Travis Cloke beats up on two Demons at once…Dad must be so proud!
Melbourne may have been out there doing it for the jumper but Collingwood did it for the Queen! The Magpies were made to battle hard by a fired-up Demons outfit before running out clear winners in the Queens Birthday clash at the MCG yesterday. Not even the loss of two key players or the inspired state of an opponent reflecting on a storied history could stop the Pies.
While Collingwood are now entrenched in the top eight, the Dees remained rooted to the bottom of the ladder (with the key word being ‘rooted’)…though there could be some light at the end of the tunnel. Paul Gardner is standing down as president of the football club to make way for former great Jim Stynes…who has some big plans for the club. But Melbourne don’t need big plans…they need rich plans. Very, very rich plans!
If you think it has been a long weekend with eight matches stretched over four days, spare a thought for Kangaroos coach Dean Laidley. Having missed out on something to eat at halftime during Friday night’s game against Geelong, Laidley picked up the phone to order some room service and when his request for doughnuts was turned down, he went totally feral!
WHERE THE F&#$ ARE MY ORIGINAL GLAZED???
The combination of a busted phone and poor coaching decisions due to low blood sugar levels resulted in the Roos going down to the Cats…though Gary Ablett may have been a determining factor as well! So when Dean Laidley’s daughter offered her dad a sweet treat, her timing could have been better…
A Doughnut? Well, it’s a bit bloody late now!
Pfffftttt! May as well eat it…
Here’s a wrap of all the events of God Save The Queen Round:
Everybody, this is Ricky…I pay him to be my friend!!
- The Bullies ease past the Saints thanks to a good group of young pups and one old, flamboyant Dog…setting up a sickening post-match love-in between Aker and Ricky O, who acts as his manager when he’s not mangling the English language as a boundary rider. Ross Lyon is frustrated at the inconsistency of his side…so it looks like he is finally embracing the St Kilda culture!
Wow…so this is what winning feels like!
- The Power find yet another way to screw up their finals hopes – this time they concede seven goals to zip in the final term as Carlton score an amazing victory. While it was a great occasion for Brett Ratten’s boys, Mark Williams can wonder how his side can get any chokier!
NEWSFLASH! Someone other than Brown or Bradshaw just kicked a goal for Brisbane!!

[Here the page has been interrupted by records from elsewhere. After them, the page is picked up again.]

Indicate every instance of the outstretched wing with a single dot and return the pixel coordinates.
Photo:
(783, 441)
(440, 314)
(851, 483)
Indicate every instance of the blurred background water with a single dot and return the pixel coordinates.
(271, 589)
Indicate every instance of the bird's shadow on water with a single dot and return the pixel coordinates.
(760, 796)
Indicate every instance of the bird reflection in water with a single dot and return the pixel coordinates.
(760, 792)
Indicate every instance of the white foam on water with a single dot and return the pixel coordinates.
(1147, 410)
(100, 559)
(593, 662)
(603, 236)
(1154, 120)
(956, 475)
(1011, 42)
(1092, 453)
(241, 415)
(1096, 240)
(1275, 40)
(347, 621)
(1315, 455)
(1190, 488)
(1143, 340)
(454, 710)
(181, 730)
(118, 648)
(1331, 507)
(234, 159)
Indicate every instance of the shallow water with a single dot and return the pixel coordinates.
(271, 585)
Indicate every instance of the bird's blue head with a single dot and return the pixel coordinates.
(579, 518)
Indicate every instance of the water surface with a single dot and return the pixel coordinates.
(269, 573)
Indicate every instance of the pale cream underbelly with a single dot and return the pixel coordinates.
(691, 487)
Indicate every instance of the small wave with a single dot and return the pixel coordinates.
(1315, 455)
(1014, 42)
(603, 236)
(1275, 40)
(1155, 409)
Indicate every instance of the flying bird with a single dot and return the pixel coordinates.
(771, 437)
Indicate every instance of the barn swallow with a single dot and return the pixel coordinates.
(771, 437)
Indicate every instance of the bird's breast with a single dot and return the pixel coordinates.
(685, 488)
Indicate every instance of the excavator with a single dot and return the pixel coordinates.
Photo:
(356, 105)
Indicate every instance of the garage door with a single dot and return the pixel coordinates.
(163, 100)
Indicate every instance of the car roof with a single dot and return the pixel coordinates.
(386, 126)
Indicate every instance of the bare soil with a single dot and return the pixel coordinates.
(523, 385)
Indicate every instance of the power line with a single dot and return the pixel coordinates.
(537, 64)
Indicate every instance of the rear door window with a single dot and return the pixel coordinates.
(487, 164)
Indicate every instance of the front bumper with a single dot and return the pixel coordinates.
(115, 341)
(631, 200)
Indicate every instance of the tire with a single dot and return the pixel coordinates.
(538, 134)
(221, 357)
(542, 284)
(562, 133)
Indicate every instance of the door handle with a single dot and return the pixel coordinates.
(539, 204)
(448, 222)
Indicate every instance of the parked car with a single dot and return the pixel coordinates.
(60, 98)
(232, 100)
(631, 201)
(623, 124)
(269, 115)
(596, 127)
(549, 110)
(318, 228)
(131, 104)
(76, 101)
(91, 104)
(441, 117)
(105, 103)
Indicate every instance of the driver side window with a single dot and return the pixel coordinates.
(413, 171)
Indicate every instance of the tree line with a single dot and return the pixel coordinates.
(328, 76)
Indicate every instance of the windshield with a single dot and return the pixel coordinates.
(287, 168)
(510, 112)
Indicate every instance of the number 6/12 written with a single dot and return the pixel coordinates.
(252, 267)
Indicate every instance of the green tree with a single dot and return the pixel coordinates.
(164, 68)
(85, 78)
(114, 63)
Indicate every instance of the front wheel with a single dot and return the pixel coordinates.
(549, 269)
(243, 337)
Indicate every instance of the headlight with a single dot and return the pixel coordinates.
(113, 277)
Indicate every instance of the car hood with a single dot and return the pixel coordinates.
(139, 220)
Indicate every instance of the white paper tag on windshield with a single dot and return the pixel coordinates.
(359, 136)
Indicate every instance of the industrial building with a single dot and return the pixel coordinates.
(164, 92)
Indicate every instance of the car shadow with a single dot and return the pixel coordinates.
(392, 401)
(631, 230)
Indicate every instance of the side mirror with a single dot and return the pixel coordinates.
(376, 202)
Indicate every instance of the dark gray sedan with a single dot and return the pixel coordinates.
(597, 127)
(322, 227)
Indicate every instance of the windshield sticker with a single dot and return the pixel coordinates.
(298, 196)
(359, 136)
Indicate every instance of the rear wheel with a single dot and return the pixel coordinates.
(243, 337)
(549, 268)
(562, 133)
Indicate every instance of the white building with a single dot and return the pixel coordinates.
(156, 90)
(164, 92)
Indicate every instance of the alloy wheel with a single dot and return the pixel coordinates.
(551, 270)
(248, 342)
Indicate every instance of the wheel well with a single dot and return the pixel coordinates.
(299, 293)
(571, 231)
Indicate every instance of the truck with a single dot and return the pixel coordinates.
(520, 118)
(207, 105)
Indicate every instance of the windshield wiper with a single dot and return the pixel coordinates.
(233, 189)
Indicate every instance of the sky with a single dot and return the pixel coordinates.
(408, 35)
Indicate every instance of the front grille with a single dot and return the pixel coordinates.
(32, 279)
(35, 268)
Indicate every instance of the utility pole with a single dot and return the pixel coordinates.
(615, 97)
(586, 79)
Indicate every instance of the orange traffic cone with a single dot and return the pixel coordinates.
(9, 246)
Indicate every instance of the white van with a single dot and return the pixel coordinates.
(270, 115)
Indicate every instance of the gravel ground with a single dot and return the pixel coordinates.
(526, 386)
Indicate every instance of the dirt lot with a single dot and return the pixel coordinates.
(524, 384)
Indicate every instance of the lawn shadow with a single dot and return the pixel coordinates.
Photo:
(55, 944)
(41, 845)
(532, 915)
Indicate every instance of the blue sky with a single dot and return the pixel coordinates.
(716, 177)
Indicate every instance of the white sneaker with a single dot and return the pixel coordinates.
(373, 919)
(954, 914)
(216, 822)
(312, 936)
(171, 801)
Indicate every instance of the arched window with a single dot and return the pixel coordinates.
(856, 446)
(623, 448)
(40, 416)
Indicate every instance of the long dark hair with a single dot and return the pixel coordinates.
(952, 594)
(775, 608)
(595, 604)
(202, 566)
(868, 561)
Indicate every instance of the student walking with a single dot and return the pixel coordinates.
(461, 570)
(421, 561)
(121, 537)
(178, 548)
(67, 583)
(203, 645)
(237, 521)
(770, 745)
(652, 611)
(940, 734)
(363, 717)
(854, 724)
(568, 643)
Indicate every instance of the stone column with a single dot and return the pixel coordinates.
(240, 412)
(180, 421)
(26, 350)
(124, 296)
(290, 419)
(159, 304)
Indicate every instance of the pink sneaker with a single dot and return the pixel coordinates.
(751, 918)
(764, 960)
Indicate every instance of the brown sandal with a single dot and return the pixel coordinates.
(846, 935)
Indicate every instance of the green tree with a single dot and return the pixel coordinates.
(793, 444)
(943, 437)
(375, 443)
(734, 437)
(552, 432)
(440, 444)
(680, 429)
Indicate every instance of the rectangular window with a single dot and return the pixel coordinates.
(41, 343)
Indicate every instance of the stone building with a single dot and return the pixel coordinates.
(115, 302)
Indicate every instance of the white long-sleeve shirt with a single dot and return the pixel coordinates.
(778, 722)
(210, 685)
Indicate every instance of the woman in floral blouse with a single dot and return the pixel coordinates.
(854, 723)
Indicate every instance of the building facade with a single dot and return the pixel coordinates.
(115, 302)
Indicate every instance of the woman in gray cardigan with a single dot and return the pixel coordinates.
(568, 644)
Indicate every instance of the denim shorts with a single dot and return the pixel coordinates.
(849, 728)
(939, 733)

- Fremantle were not even good enough to choke away a final-quarter lead as Brisbane won their fourth straight to stay on track for a top-four challenge. But beware the Dockers…the most dangerous losers in the AFL!
Another failed test…perhaps these Tigers should go back to school!
- Another test for Richmond…another ‘F’! The Tigers fall to pieces after half time as the Crows romp it in with midfielder Scott Thompson kicking six goals. This craptacular performance prompted Terry Wallace to forecast yet another overhaul of his side…but that won’t be much help. Plough can drop as many guys as he likes…he can only replace them with other Richmond players!
Essendon’s worst nightmare!
- Hawthorn overpower Essendon in the second half as Buddy Franklin does it again…well, kicks a shitload of goals at least! Alastair Clarkson praised his young star for sticking it to his critics…though nobody has ever actually criticised his on-field play. If Buddy really wanted to prove doubters wrong, he should not get kicked out of nightclubs by bouncers and talk politely to ladies…that’ll show ’em!
Fixing matchups or playing Scrabble? Either way, Paul Roos whistles while he works another miracle…
- The West Coast and Sydney produce yet another classic…this time it’s the Swans who stage a massive comeback and Jude Bolton snatches the lead in the final minute for an amazing five-point win! While Sydney’s senior players stepped up when it counted, it will be interesting to see how they go next week without Adam Goodes. Because he has to get suspended this time, doesn’t he? Ah…nup!
The head may be sacrosanct but for Mr Reprimand, it makes a nice target!